Very Impressive Items To Include
- Issued patents and/or federally registered trademarks. Reaching both of these stages can require a considerable investment of time and money. It implies that you have been at it for quite a while, and have attained some level of success and certainty. It also means that potential investors (or others) will typically have ready access to the actual issued patents or trademark registrations, as well as to copies of the related government files.
- Conveying the sense that potentially "blocking" intellectual property or ownership rights of others (including competitors or past employers) have been considered, identified and dealt with. There is a fine line between making it clear that you have identified and considered potential concerns along these lines, and the unnecessary (and potentially counterproductive) discussion of just what those concerns might be.
Somewhat Impressive
- Pending patent applications to protect your technology. Pending applications raise some of the risks described below (in that they provide no certainty that patents will actually be granted), as well as some of the benefits alluded to above (confirmation that IP protection is at least in the works and that "priority" dates have been established).
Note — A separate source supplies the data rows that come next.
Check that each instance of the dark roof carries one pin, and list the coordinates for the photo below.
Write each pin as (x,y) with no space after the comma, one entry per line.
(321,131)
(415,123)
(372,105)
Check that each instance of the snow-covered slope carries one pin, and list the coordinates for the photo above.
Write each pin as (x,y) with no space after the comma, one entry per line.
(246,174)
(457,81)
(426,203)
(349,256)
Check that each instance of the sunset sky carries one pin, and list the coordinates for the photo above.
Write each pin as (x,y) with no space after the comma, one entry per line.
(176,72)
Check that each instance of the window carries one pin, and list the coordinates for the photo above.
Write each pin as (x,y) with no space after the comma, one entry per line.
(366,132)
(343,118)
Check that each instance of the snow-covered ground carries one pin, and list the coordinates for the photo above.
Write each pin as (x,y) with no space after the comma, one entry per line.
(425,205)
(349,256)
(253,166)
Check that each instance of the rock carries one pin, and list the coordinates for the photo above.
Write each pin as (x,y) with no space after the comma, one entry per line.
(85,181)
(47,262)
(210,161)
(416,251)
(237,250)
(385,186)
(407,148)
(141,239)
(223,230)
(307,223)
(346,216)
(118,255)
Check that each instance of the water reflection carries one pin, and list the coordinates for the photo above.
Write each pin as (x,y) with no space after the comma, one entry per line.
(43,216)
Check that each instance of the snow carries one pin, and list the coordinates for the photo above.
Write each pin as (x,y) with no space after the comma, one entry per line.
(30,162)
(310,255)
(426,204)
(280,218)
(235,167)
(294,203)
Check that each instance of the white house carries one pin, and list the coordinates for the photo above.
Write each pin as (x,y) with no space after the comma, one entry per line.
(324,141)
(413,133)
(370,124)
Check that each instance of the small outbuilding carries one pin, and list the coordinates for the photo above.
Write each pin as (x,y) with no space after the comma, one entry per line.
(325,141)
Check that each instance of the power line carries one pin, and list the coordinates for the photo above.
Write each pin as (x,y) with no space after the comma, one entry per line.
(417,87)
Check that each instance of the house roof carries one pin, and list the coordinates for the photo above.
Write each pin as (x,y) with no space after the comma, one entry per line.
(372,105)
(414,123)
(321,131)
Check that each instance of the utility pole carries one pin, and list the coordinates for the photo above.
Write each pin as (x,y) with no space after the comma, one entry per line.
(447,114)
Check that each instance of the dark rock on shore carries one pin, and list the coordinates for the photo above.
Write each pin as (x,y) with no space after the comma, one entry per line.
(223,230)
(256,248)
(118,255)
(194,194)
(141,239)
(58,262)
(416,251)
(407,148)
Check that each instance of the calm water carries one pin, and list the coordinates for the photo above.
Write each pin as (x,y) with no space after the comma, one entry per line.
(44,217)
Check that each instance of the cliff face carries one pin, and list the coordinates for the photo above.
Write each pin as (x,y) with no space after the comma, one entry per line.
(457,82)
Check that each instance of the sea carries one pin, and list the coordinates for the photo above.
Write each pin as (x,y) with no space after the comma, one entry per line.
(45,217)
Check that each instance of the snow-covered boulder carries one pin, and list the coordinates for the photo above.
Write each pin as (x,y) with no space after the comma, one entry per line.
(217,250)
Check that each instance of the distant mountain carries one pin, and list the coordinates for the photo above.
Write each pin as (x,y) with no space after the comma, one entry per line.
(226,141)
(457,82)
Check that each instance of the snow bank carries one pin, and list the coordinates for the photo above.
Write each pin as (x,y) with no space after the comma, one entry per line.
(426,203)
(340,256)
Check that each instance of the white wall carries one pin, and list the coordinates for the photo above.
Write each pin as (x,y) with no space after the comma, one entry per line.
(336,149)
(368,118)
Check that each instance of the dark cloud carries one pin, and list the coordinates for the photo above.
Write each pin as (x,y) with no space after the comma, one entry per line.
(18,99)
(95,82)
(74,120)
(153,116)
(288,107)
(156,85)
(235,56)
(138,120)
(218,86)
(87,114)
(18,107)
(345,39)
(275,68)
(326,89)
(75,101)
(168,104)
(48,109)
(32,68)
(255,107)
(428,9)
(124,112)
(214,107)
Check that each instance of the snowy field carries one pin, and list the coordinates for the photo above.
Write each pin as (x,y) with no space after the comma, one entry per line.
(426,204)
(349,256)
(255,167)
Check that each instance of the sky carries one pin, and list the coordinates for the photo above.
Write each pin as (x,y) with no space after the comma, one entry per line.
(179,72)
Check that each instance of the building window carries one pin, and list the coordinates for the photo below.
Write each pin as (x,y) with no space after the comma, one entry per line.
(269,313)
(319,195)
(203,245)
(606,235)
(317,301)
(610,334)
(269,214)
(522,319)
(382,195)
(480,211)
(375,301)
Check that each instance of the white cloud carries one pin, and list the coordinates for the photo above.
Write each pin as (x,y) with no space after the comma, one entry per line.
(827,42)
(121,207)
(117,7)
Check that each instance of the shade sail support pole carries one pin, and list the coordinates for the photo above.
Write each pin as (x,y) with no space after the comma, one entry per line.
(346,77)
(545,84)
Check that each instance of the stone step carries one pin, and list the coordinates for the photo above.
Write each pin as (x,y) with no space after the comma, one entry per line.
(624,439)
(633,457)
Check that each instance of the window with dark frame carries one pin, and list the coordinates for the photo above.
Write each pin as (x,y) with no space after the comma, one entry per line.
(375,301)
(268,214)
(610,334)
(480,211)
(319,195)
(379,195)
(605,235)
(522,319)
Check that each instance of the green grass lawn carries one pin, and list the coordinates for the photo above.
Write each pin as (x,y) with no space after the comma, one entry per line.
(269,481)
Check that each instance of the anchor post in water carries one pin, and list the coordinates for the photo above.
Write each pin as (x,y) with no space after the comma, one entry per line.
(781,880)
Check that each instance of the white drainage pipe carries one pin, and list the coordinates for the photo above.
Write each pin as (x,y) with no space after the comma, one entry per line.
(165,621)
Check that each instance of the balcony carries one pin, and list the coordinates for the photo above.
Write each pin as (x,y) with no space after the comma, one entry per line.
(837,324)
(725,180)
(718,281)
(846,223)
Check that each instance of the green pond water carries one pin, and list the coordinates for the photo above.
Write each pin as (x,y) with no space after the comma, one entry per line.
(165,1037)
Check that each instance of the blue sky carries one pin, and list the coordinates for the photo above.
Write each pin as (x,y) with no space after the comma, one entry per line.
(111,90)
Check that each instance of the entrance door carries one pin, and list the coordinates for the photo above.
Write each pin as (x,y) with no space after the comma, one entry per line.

- Work with a reputable law firm and capable attorney. Skilled patent readers can typically sense (and may in turn place a value on) the style, temperament and competency of your patent counsel.
So-So
- Pending patent applications happen to be provisional, nonprovisional, or international. Most applications evolve through these stages; therefore explaining the current status typically only provides the reader with an unnecessary roadmap of your IP position. While applications that are further along this path may be more impressive, revealing that others are not may work against you in a variety of unexpected ways.
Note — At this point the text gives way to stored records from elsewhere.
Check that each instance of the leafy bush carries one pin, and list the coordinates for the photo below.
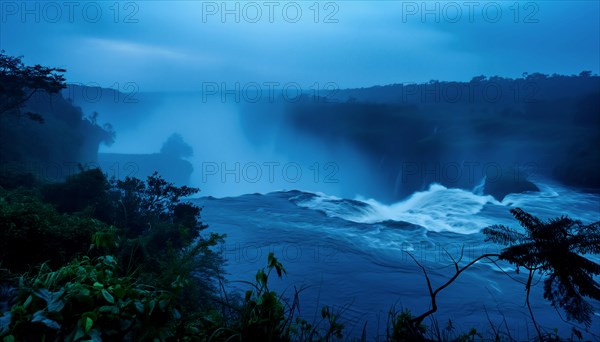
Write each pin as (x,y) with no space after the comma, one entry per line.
(32,232)
(87,300)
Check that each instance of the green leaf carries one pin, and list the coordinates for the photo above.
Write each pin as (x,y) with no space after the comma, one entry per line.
(108,309)
(163,304)
(151,305)
(119,292)
(109,298)
(27,301)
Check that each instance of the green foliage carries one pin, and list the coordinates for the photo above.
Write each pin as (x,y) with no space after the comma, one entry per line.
(33,232)
(18,83)
(556,248)
(86,300)
(263,314)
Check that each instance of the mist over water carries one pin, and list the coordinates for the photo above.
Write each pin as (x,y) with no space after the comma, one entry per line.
(234,154)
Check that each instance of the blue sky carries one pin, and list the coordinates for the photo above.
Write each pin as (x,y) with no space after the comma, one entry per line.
(178,45)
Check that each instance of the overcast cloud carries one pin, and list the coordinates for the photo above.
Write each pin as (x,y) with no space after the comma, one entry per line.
(177,45)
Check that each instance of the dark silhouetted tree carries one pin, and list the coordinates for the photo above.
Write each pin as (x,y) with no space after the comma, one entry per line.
(18,83)
(556,249)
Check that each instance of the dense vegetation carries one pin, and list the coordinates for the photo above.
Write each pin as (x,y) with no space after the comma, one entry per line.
(89,258)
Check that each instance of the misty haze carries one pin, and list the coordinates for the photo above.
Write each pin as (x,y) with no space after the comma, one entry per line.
(304,171)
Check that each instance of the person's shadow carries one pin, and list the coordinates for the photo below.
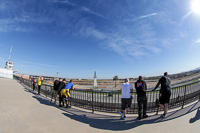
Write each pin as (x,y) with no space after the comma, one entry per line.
(107,122)
(197,116)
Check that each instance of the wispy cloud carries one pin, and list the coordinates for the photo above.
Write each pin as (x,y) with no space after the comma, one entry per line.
(46,65)
(148,15)
(142,17)
(81,8)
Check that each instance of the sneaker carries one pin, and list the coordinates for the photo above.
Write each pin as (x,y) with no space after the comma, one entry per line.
(139,118)
(122,115)
(162,116)
(145,116)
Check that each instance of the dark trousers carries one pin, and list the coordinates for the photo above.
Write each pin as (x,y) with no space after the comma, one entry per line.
(33,87)
(61,100)
(142,102)
(39,86)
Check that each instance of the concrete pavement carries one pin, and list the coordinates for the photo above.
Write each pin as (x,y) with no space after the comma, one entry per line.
(23,111)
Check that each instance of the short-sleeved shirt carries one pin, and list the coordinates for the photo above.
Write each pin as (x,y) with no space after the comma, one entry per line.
(165,85)
(56,85)
(126,87)
(69,85)
(39,81)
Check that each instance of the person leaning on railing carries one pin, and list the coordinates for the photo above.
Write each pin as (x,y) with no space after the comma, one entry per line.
(65,94)
(60,87)
(141,88)
(55,90)
(39,84)
(165,92)
(126,97)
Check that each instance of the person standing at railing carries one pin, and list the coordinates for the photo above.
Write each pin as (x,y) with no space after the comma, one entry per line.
(55,90)
(126,100)
(60,87)
(141,87)
(39,82)
(65,92)
(34,81)
(165,93)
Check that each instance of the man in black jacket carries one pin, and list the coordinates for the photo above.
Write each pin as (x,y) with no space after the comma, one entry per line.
(141,88)
(60,87)
(165,92)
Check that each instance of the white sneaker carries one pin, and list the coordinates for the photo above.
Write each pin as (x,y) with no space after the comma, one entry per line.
(122,115)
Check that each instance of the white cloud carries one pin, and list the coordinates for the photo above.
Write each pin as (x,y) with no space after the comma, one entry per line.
(46,65)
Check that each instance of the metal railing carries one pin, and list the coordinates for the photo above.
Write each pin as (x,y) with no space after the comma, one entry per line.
(110,101)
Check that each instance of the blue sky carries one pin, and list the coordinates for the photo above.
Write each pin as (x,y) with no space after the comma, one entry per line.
(126,38)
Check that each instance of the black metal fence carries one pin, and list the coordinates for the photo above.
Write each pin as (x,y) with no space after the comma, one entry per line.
(111,101)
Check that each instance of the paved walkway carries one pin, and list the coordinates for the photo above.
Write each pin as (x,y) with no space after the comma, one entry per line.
(23,111)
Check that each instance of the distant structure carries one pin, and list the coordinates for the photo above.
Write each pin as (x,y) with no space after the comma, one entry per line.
(7,72)
(95,80)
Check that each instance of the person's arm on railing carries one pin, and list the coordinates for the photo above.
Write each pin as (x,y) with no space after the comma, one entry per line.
(157,85)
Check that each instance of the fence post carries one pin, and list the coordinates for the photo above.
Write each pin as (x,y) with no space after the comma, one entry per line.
(92,102)
(184,97)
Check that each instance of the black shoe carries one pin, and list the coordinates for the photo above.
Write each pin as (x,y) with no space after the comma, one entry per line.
(145,116)
(139,118)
- Sheer number of applications. The number of pending applications, or issued patents, may be impressive, but can often be misleading. A single original application can easily be "cloned" by filing and re-filing it in the form of many "continuing" applications, each one of which may issue as a separate patent. Still, some investors might be more impressed by the fact that you have 10 issued patents (albeit to minor improvements, or of narrow scope) than they are that you have a single issued patent (with claims of broad and diverse scope, and covering a variety of categories).
- Applications for devices or methods. Most well drafted applications will set the stage for protecting the key device or method itself, as well as for all other conceivable categories of claims, including methods of using and making the device, key components, precursors, intermediates, and so on.
- Actual filing dates of your applications, or the status of various 'office actions.' This information tends to be both unnecessary and quickly outdated as the patent and trademark applications evolve through their normal stages.
- Trademark 'registrations' in any particular state. State registrations provide considerably less protection than is provided by the Federal government.
Downright Scary
- Conveying the sense that you have not yet considered potentially blocking rights of others, or that you have done a search and found nothing anywhere close to what you have. There is always something "close" in the patent literature. The fact that you have not found it and dealt with it, or haven't yet looked for it, is not likely to be reassuring.
- Applications that have not yet been filed (regardless of your intent to do so, or the number of 'inventions disclosures' you may have prepared). The patent and trademark system is built on establishing "filing dates," therefore convey instead that you have drawn your own lines in the sand by establishing filing dates, even if your inventions are preliminary in nature and your potential for protection uncertain.
- Foregoing IP protection because such things "couldn't possibly be patentable" or patents can't really be enforced against the big guys. While you may indeed be up against the world of intellectual property Goliaths, remember that when properly prepared and positioned, even David could win.